Question

Differential equation: Sketch direction field:

y'= y-y^2

Answer 1

\[y'=y-y^2=y(1-y)\]\[\frac{y'}{y(1-y)}=1\]\[\frac{y'}{y}+\frac{y'}{1-y}=1\]\[(\ln{y}-\ln{(1-y)})'=1\]\[\ln\frac{y}{1-y}=x+C\]\[\frac{y}{1-y}=e^{x+C}\]\[\frac{1-y}{y}=e^{-x-C}\]\[y^{-1}=1+e^{-x-C}\]\[y=\frac{1}{1+e^{-x-C}}=\frac{e^x}{e^x+C_1}\]

Answer 2

Sketching out a field on this website would probably be a bit tricky, but the idea behind the problem is to essentially pick a bunch of points and find the slope at those times.
\[y \prime = y - y^2\]is your slope, so pick points close to the origin. Say...(0, 0)
Plugging that into your equation will give you \[y \prime=0 - 0^2 = 0\] Since the slope is 0, you would draw a horizontal line at the origin.
Try with (0, 1):
\[y \prime = 1 - 1^2 = 0\] The slope is still 0, so draw a horizontal line one notch above the origin.
Try with (-1, 0):
\[y \prime = 0 - 0^2 = 0\]Since you don't have an x value in your equation for the slope, changing the x (or horizontal) value won't affect it.

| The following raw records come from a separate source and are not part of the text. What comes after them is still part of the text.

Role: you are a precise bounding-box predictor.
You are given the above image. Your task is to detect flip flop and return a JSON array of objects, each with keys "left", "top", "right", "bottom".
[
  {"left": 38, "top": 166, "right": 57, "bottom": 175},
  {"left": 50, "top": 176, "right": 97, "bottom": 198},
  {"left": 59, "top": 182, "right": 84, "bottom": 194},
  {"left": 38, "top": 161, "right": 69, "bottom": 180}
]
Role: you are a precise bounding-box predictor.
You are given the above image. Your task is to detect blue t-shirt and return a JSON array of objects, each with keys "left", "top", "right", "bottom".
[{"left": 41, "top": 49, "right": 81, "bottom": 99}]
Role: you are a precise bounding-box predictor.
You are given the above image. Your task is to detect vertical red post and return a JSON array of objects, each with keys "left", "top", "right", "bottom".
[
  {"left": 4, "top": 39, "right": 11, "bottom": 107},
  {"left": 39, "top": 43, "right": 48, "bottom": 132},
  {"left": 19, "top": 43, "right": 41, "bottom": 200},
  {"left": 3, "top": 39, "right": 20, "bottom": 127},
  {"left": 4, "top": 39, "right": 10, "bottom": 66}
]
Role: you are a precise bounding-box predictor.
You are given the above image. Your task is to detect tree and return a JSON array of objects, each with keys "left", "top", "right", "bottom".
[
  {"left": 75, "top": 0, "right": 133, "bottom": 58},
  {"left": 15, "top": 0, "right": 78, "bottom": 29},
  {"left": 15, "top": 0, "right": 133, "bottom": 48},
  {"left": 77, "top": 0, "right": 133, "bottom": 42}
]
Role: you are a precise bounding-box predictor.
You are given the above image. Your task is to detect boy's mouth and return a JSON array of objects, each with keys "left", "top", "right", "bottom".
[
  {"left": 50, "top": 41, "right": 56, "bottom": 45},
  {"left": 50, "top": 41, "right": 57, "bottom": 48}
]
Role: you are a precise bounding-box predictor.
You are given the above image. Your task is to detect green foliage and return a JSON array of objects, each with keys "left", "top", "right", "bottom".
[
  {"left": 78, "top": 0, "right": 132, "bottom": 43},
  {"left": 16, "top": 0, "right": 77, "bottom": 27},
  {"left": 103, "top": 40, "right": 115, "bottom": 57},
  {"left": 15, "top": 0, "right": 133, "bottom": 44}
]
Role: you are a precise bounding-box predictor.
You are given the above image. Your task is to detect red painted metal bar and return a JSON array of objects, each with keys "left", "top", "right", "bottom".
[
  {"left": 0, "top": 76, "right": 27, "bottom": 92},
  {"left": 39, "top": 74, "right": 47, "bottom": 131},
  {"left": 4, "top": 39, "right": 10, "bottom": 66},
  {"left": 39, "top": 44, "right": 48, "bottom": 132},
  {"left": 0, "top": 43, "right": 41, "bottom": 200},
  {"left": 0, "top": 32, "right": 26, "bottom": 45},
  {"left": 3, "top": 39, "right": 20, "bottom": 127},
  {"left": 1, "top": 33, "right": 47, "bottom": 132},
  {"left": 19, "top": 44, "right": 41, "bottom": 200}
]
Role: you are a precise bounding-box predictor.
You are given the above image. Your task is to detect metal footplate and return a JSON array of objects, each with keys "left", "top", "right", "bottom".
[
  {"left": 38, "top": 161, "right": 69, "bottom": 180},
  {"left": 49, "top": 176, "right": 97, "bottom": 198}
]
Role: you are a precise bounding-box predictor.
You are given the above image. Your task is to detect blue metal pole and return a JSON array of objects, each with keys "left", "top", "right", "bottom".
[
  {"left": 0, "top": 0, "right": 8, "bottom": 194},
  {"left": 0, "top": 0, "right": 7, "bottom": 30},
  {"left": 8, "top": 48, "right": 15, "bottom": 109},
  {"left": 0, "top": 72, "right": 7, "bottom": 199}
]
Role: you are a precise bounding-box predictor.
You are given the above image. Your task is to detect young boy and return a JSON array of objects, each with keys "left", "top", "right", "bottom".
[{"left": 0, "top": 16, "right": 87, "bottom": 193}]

It's not necessary to note that fact, but it'll make drawing the slope field a little less tedious.
Try with (1, 2):
\[y \prime = 2 - 2^2 = -2\] Now you actually have a nonzero slope! To draw this one, think of how you would draw the slope of a regular line. Slope is rise over run, so -2 would go down 2 notches and one to the right.
It's pretty tedious, but assuming your teacher isn't being cruel you shouldn't have to repeat this too many times. It goes by faster if you can recognize a pattern while drawing it out.

Answer 3

Here's a very badly drawn depiction. Accuracy as to what the slope is exactly usually isn't too much of an issue, as long as you can tell the slope changes. Once you start getting things like slope = 8 and above (or negative and below), it'll pretty much just look like vertical lines.